Last month, on their way to a somewhat larger venue in Salem, Ore., the pop group 10,000 Maniacs stopped for a gig at 12-year-old Amy Dean’s Fern Ridge Middle School in Elmira, Ore. More than 400 students, teachers, and parents attended the concert, which Amy won in a lyric-writing contest sponsored by Scholastic Inc. and the Maniacs’ record label, Elektra Entertainment.
Amy’s song (see lyrics, right) takes its inspiration from an encounter Amy had with an impoverished woman at one of the Dean family’s Christmas-tree lots. The woman, who couldn’t afford a tree, was collecting discarded branches and twigs in order to construct a tree for her family. Amy later learned that the woman had to care for all her grandchildren because her daughter was addicted to crack cocaine.

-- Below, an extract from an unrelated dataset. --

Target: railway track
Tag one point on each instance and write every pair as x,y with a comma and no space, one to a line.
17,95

The Deans gave the woman a free tree.
Four years later, Amy’s language-arts teacher assigned the Scholastic contest to the class, and Amy drew on her experience to compose her winning entry. The contest encouraged students to write about social issues.
Although she thinks songwriting is “really fun,’' Amy says she isn’t writing any new songs just yet. For the moment, she is still dealing with the excitement of meeting Natalie Merchant, the Maniacs lead singer.
“It was really neat!’' she says.--S.S.